A nivel estatal, las nuevas autoridades han ignorado a las familias jornaleras que salen de la Montaña y Costa Chica de Guerrero. Desde que tomó posesión la gobernadora Evelyn Salgado suspendió los nimios apoyos que proporcionaba a través de la secretaría de asuntos indígenas. Son más de seis meses que la USI no cuenta con insumos para la preparación de alimentos a las familias jornaleras que salen de Tlapa para trasladarse en autobuses a los campos agrícolas de Chihuahua, Sinaloa, Jalisco, Michoacán, Guanajuato y San Quintín, Baja California. La secretaría del migrante se comprometió a mejorar las instalaciones de la USI y hasta la fecha la gente sigue sin servicios sanitarios y sin dormitorios. La coordinadora estatal del registro civil se comprometió a instalar un modulo en la USI para asegurar el registro gratuito de los niños y niñas jornaleras, sin embargo, fue una burla más para las familias que requieren este servicio. Las autoridades de salud han regateado los medicamentos básicos para la población jornalera y se niegan a proporcionar personal médico para que atiendan a las madres embarazadas que salen a trabajar a los campos agrícolas, y a la niñez que presenta rasgos severos de desnutrición.

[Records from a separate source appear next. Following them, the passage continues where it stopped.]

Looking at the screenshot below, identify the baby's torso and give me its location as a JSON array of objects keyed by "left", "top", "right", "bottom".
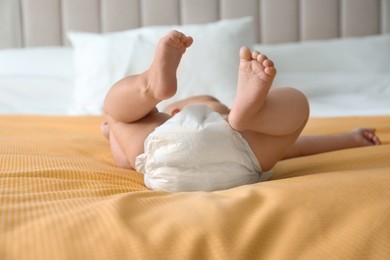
[{"left": 136, "top": 105, "right": 268, "bottom": 191}]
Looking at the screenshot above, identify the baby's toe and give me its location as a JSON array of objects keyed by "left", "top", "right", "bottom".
[
  {"left": 264, "top": 67, "right": 276, "bottom": 76},
  {"left": 263, "top": 59, "right": 274, "bottom": 67}
]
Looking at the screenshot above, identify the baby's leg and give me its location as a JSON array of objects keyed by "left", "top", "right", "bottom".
[
  {"left": 104, "top": 31, "right": 192, "bottom": 123},
  {"left": 229, "top": 48, "right": 309, "bottom": 170},
  {"left": 284, "top": 128, "right": 381, "bottom": 159},
  {"left": 102, "top": 31, "right": 192, "bottom": 168}
]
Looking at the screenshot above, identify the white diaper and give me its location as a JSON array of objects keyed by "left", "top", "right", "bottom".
[{"left": 135, "top": 105, "right": 271, "bottom": 192}]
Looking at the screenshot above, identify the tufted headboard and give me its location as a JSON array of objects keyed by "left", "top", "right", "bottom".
[{"left": 0, "top": 0, "right": 390, "bottom": 48}]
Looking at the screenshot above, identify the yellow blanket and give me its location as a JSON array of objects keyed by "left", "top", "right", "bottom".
[{"left": 0, "top": 116, "right": 390, "bottom": 260}]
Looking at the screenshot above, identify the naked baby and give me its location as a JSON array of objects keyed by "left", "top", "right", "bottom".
[{"left": 102, "top": 31, "right": 380, "bottom": 192}]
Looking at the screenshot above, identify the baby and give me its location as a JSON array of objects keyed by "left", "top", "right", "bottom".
[{"left": 102, "top": 31, "right": 380, "bottom": 191}]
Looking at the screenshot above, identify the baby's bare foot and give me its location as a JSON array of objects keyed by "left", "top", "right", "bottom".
[
  {"left": 229, "top": 47, "right": 276, "bottom": 131},
  {"left": 147, "top": 31, "right": 193, "bottom": 100},
  {"left": 352, "top": 128, "right": 381, "bottom": 146}
]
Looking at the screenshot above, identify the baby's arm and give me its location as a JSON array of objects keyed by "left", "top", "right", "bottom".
[{"left": 284, "top": 128, "right": 381, "bottom": 159}]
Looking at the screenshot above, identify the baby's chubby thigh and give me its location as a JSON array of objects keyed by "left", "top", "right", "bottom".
[{"left": 111, "top": 112, "right": 171, "bottom": 169}]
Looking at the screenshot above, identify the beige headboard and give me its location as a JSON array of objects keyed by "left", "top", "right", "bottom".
[{"left": 0, "top": 0, "right": 390, "bottom": 48}]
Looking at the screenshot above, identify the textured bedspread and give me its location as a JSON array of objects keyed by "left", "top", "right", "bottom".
[{"left": 0, "top": 116, "right": 390, "bottom": 260}]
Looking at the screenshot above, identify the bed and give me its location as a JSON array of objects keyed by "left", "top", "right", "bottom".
[{"left": 0, "top": 0, "right": 390, "bottom": 259}]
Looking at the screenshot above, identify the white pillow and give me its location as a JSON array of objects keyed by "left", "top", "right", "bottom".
[
  {"left": 68, "top": 17, "right": 255, "bottom": 115},
  {"left": 0, "top": 47, "right": 74, "bottom": 115}
]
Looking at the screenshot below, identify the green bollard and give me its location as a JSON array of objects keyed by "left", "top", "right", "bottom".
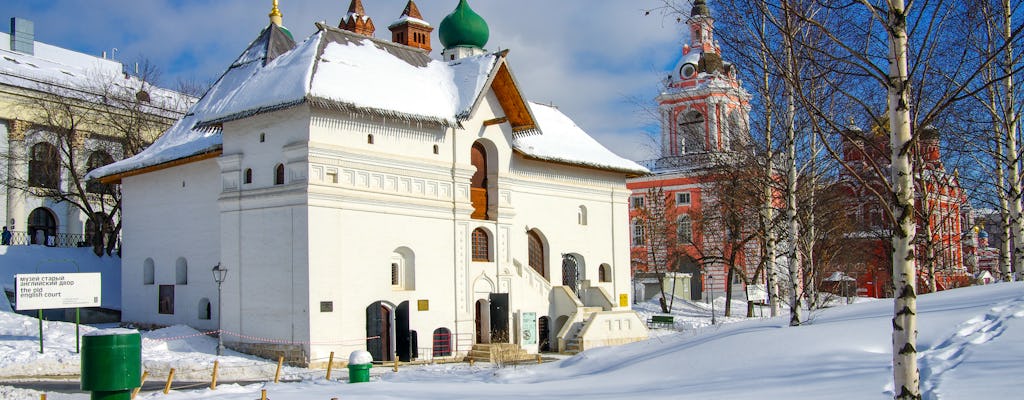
[
  {"left": 82, "top": 329, "right": 142, "bottom": 400},
  {"left": 348, "top": 350, "right": 374, "bottom": 384}
]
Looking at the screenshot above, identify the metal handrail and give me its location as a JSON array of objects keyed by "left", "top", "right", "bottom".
[{"left": 2, "top": 230, "right": 89, "bottom": 248}]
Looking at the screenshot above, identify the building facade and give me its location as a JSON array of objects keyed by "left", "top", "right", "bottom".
[
  {"left": 0, "top": 18, "right": 195, "bottom": 250},
  {"left": 628, "top": 0, "right": 758, "bottom": 300},
  {"left": 838, "top": 127, "right": 966, "bottom": 298},
  {"left": 93, "top": 0, "right": 647, "bottom": 364}
]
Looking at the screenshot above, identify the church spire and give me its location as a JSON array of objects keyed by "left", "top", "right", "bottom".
[
  {"left": 267, "top": 0, "right": 284, "bottom": 27},
  {"left": 388, "top": 0, "right": 434, "bottom": 53},
  {"left": 338, "top": 0, "right": 377, "bottom": 36}
]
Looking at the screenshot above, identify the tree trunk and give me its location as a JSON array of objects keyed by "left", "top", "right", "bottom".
[
  {"left": 725, "top": 265, "right": 736, "bottom": 316},
  {"left": 995, "top": 119, "right": 1013, "bottom": 280},
  {"left": 887, "top": 0, "right": 921, "bottom": 400},
  {"left": 785, "top": 82, "right": 803, "bottom": 326},
  {"left": 760, "top": 9, "right": 779, "bottom": 317},
  {"left": 1000, "top": 0, "right": 1024, "bottom": 281}
]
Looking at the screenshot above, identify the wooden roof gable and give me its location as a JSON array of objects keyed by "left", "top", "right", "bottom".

Hay un gran desprecio a la población jornalera porque implica destinar recursos financieros para atender sus necesidades básicas. Los ignoran porque saben que no harán pública su protesta. No hay albergues donde puedan descansar. Las familias acomodan sus costales y enseres domésticos en los lechos de las barrancas para comer totopos, y sobre cartones, se duermen en las banquetas. A pesar de que salen varias familias de la misma comunidad, no se organizan para asegurar su traslado en condiciones dignas y seguras. Depositan su confianza en los mayordomos por ser de la región y porque dominan su lengua materna. La contratación que es verbal es desventajosa y abusiva. No les cubren los gastos de pasajes ni comidas para llegar al campo. No les brindan los servicios de estancia para tener un espacio donde comer y dormir.
Todos estos abusos los conocen las autoridades del estado, saben de este problema añejo. Ubican los municipios donde hay mayor expulsión de familias jornaleras, sin embargo, no hay una dependencia que se encargue de atenderlos. En el plan estatal de desarrollo la población jornalera brilló por su ausencia. Siguen invisibilizados y desamparados. Tanto en el gobierno federal como en la nueva administración estatal, las jornaleras y jornaleros agrícolas, son los olvidados de la 4T.